The fuel pump unit (10) according to any one of the preceding claims, wherein the control unit (14) is in electronic communication with the variable-speed pump motor (11) and the flow meter (13).
The fuel pump unit (10) according to any one of claims 1-4, wherein the control unit (14) is in wireless communication with the variable-speed pump motor (11) and the flow meter (13).
The fuel pump unit (10) according to any one of the preceding claims, wherein the bypass channel (12) comprises a bypass control valve (15).
The fuel pump unit (10) according to claim 6, wherein the bypass control valve (15) is a spring valve.
The fuel pump unit (10) according to any one of the preceding claims, wherein the pump (6) is a suction pump.
The fuel pump unit (10) according to any one of the preceding claims, wherein the variable-speed pump motor (11) is a step motor.
The fuel pump unit (10) according to any one of claims 1-9, wherein the variable-speed pump motor (11) is a brushless DC motor.
The fuel pump unit (10) according to any one of the preceding claims, further comprising an air separating device adapted to remove air present in the fuel flowing through the fuel pump unit (10).
A fuel dispensing unit (1) for refuelling a vehicle, comprising a fuel pump unit (10) according to any one of the claims 1-11.
A method for handling a fuel pump unit (10) for a fuel dispensing unit (1), the fuel pump unit (10) comprising
a pump (6) with a suction side (S) and a pressure side (P),
a variable-speed pump motor (11) adapted to drive the pump (6),
a bypass channel (12) arranged between the pressure side (P) and the suction side (S) of the pump (6),
a flow meter (13) arranged at the pressure side (P) of the pump (6) downstream of the bypass channel (12), and
a control unit (14) connected to the variable-speed pump motor (11) and the flow meter (13),
characterised by the step of controlling the speed of the variable-speed pump motor (11) based on a fuel flow rate detected by the flow meter (13).
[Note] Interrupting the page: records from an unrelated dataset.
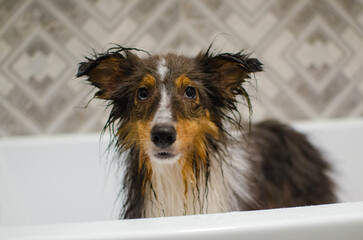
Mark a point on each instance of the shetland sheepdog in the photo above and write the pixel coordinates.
(176, 120)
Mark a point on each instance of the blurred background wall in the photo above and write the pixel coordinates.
(312, 52)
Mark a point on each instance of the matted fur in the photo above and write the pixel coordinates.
(217, 171)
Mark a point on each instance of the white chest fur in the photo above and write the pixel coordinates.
(226, 184)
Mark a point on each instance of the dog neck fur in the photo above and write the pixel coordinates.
(167, 194)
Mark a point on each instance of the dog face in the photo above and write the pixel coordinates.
(169, 107)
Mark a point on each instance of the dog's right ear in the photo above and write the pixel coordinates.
(107, 71)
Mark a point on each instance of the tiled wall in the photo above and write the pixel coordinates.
(312, 51)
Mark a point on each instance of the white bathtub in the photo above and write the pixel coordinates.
(61, 188)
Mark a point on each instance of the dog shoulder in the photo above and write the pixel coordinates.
(288, 170)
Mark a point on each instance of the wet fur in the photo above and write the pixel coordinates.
(266, 165)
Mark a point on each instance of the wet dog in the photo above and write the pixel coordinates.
(176, 120)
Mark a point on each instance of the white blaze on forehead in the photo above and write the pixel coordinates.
(163, 114)
(162, 69)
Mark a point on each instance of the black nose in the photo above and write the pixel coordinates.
(163, 135)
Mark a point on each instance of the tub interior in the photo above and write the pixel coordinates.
(69, 179)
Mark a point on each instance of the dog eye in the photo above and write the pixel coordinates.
(190, 92)
(142, 94)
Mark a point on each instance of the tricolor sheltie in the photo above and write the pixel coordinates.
(187, 151)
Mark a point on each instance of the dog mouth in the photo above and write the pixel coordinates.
(164, 155)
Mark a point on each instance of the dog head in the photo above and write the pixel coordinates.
(169, 107)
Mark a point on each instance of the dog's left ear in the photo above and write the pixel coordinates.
(233, 70)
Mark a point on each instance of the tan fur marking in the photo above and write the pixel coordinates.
(182, 81)
(191, 141)
(148, 81)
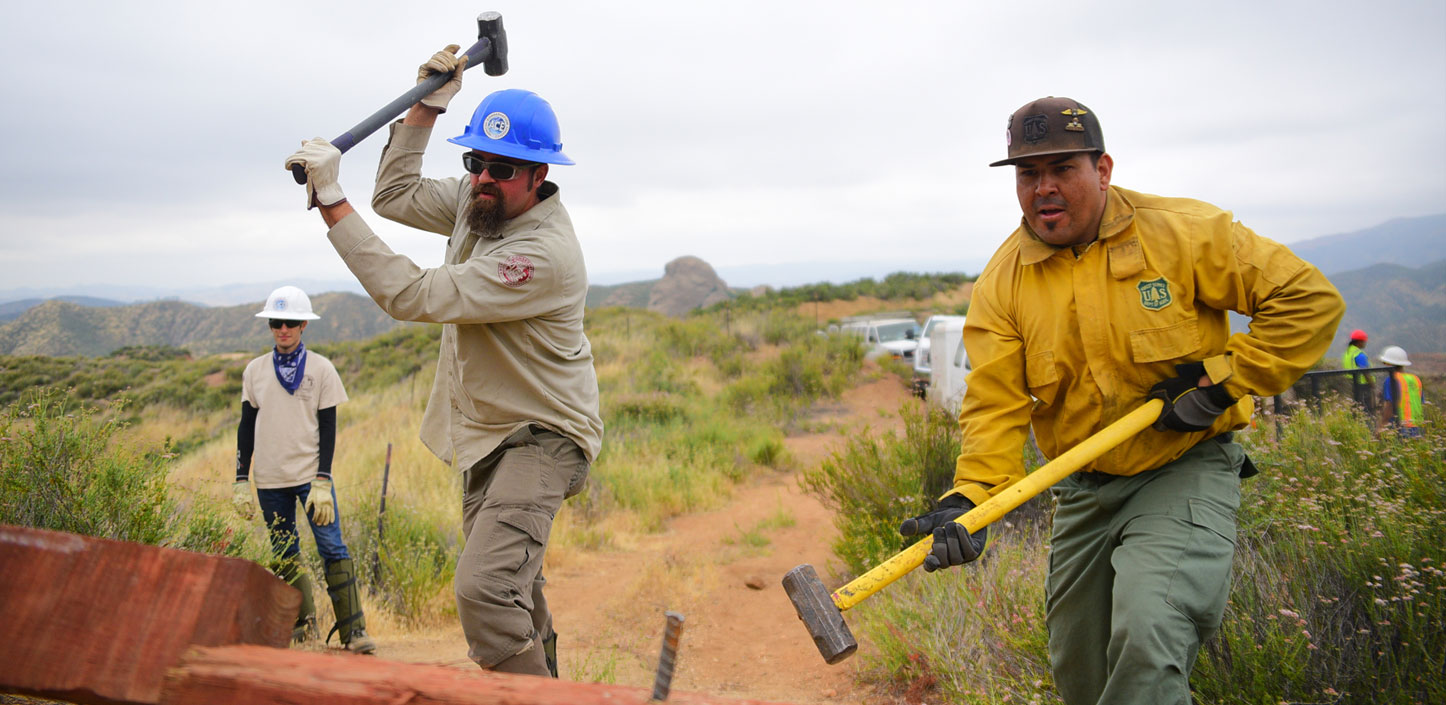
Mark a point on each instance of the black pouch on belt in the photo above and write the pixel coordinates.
(1247, 467)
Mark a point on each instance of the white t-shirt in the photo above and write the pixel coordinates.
(288, 445)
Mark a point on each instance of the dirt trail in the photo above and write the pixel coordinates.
(741, 634)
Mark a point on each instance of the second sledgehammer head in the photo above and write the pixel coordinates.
(819, 614)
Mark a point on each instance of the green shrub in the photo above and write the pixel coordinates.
(875, 481)
(1339, 587)
(62, 468)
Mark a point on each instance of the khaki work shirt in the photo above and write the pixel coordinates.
(512, 350)
(1070, 343)
(288, 437)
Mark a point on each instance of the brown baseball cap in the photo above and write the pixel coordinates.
(1051, 126)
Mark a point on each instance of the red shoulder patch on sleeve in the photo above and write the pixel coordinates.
(515, 270)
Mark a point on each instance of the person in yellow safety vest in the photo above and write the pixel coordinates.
(1403, 390)
(1354, 359)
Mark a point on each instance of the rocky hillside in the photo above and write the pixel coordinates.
(687, 283)
(1394, 305)
(62, 328)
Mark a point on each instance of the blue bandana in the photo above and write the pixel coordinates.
(291, 367)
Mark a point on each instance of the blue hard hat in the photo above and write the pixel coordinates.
(515, 123)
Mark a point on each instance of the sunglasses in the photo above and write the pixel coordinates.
(499, 171)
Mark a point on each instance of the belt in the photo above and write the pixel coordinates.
(1101, 478)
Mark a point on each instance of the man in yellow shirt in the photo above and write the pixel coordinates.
(1101, 299)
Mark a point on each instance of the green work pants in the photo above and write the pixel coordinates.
(508, 506)
(1140, 572)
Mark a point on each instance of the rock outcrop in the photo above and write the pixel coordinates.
(687, 283)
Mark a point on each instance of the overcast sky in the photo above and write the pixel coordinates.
(146, 139)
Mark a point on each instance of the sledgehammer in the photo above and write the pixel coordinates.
(490, 51)
(823, 613)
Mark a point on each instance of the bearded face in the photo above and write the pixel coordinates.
(493, 202)
(485, 215)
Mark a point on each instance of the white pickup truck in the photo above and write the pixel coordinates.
(885, 337)
(921, 359)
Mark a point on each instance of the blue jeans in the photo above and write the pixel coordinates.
(279, 512)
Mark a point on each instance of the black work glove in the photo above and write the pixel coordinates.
(953, 543)
(1189, 406)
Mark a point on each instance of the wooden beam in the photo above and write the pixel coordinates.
(246, 675)
(99, 621)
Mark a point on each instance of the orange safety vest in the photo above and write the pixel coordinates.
(1406, 390)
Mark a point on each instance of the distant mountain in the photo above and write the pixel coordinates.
(687, 283)
(64, 328)
(12, 309)
(220, 295)
(1394, 305)
(1407, 241)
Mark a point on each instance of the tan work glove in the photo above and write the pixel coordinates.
(318, 503)
(321, 161)
(242, 499)
(444, 61)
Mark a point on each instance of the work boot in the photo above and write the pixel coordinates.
(346, 603)
(531, 662)
(305, 627)
(550, 652)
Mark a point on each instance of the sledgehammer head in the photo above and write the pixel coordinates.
(816, 608)
(489, 28)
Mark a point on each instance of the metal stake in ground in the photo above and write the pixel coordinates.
(823, 613)
(671, 633)
(381, 515)
(490, 52)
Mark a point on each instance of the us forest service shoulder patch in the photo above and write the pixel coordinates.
(515, 270)
(1154, 293)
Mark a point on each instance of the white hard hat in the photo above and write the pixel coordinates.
(289, 304)
(1394, 356)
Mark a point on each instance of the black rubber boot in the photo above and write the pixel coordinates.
(346, 603)
(550, 652)
(305, 627)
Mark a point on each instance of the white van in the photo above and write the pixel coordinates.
(892, 337)
(949, 366)
(921, 360)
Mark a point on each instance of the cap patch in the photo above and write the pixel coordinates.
(1036, 127)
(515, 270)
(496, 126)
(1073, 124)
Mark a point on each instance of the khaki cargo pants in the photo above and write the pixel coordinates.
(508, 506)
(1140, 572)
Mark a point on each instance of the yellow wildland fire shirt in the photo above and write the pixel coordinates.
(512, 351)
(1070, 340)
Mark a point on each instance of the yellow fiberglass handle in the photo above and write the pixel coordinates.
(1002, 503)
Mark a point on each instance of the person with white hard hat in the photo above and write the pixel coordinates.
(515, 402)
(1401, 393)
(288, 434)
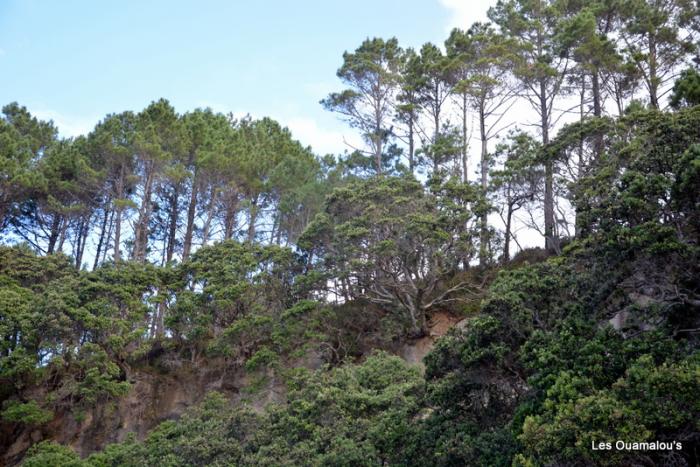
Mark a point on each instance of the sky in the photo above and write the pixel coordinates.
(74, 61)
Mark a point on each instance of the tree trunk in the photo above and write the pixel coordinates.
(53, 236)
(101, 240)
(411, 149)
(506, 244)
(210, 217)
(191, 211)
(595, 89)
(120, 209)
(465, 155)
(252, 218)
(549, 240)
(484, 234)
(141, 234)
(653, 78)
(172, 228)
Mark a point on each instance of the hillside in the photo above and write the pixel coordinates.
(252, 368)
(489, 255)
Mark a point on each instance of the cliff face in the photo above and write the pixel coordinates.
(158, 395)
(154, 397)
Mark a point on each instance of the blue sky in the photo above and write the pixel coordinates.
(74, 61)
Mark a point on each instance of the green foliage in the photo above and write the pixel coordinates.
(27, 412)
(686, 89)
(388, 241)
(50, 453)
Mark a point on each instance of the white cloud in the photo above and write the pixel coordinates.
(322, 140)
(68, 126)
(463, 13)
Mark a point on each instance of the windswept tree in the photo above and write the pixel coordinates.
(485, 58)
(407, 105)
(657, 40)
(585, 33)
(371, 76)
(158, 141)
(24, 139)
(388, 241)
(516, 183)
(111, 142)
(542, 74)
(434, 88)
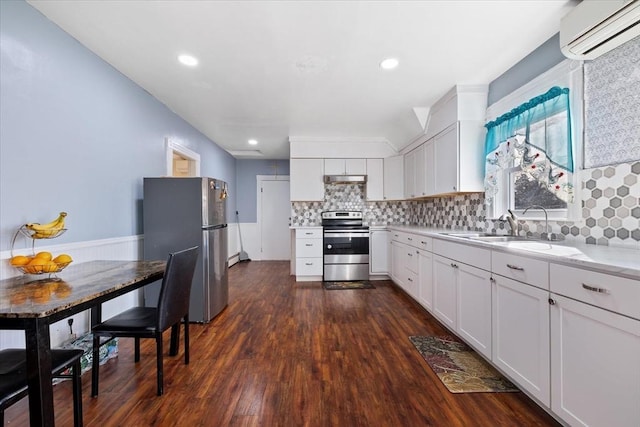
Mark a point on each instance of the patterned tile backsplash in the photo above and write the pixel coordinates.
(610, 210)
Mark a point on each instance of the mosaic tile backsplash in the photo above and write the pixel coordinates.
(610, 210)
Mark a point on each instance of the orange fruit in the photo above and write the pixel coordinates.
(36, 265)
(44, 255)
(20, 260)
(50, 267)
(62, 259)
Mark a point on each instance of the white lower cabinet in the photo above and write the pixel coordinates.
(425, 279)
(378, 252)
(474, 308)
(397, 262)
(308, 253)
(595, 365)
(444, 290)
(521, 335)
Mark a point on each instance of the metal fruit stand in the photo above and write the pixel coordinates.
(33, 236)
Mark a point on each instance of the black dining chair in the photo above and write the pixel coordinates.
(151, 322)
(13, 377)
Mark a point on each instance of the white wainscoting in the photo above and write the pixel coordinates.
(250, 240)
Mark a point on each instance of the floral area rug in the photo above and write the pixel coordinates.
(348, 285)
(460, 368)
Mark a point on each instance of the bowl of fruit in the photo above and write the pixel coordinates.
(40, 263)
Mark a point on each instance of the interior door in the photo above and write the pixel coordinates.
(274, 220)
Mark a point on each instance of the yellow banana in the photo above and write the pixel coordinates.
(56, 224)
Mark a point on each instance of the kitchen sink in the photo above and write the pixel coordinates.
(468, 235)
(494, 238)
(487, 237)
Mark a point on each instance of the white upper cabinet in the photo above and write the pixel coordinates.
(306, 179)
(345, 166)
(455, 161)
(445, 161)
(415, 172)
(375, 179)
(393, 178)
(410, 175)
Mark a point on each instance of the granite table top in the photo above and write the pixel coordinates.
(31, 296)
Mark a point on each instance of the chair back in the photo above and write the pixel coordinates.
(175, 292)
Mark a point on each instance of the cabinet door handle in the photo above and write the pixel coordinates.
(596, 289)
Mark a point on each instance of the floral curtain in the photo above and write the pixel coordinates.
(535, 137)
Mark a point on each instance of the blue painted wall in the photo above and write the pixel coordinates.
(78, 136)
(246, 172)
(543, 58)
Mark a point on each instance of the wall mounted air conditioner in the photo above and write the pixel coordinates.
(595, 27)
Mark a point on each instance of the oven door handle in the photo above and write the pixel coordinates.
(346, 234)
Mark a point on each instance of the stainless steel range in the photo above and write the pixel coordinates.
(345, 246)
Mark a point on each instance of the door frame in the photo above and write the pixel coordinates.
(259, 180)
(173, 146)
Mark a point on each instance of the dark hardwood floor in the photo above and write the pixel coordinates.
(292, 354)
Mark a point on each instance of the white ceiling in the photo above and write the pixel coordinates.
(274, 69)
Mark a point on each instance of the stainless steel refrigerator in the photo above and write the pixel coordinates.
(179, 213)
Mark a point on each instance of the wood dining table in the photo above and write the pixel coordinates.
(32, 304)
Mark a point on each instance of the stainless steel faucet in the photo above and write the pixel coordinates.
(546, 219)
(513, 221)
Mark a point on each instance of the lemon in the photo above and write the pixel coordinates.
(44, 255)
(62, 259)
(20, 260)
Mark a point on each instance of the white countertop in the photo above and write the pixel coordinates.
(612, 260)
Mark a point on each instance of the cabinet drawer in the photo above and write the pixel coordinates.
(477, 257)
(398, 236)
(309, 233)
(423, 242)
(308, 248)
(531, 271)
(309, 266)
(410, 239)
(618, 294)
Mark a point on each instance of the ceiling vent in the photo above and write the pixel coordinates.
(595, 27)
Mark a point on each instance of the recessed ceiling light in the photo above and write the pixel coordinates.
(389, 64)
(188, 60)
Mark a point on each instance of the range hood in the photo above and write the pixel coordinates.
(345, 179)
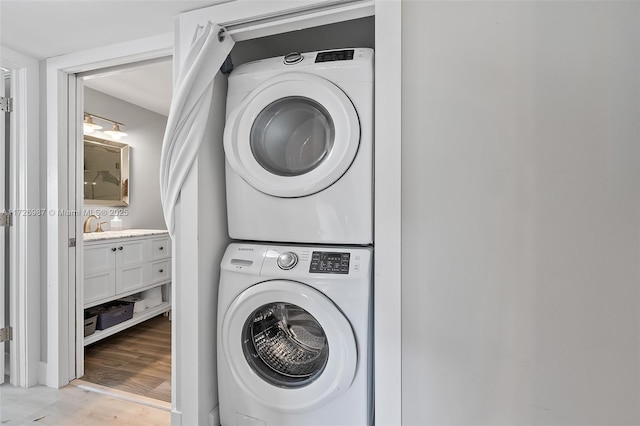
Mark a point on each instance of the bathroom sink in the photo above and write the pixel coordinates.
(106, 235)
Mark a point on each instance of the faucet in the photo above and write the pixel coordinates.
(87, 223)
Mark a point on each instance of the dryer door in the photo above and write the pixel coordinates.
(288, 346)
(293, 135)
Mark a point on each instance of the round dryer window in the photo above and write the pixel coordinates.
(293, 135)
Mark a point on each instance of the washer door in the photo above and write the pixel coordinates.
(293, 135)
(288, 346)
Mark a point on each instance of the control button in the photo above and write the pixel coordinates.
(293, 58)
(287, 260)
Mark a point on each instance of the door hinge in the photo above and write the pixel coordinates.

The method according to claim 13, wherein the step of controlling the speed of the variable-speed pump motor (11) comprises increasing the speed of the variable-speed pump motor (11) upon an increase of the fuel flow rate detected by the flow meter (13).
The method according to claim 13 or 14, wherein the step of controlling the speed of the variable-speed pump motor (11) comprises setting the variable-speed pump motor (11) at a speed such that an overcapacity at the pressure side (P) of the pump (6) is established.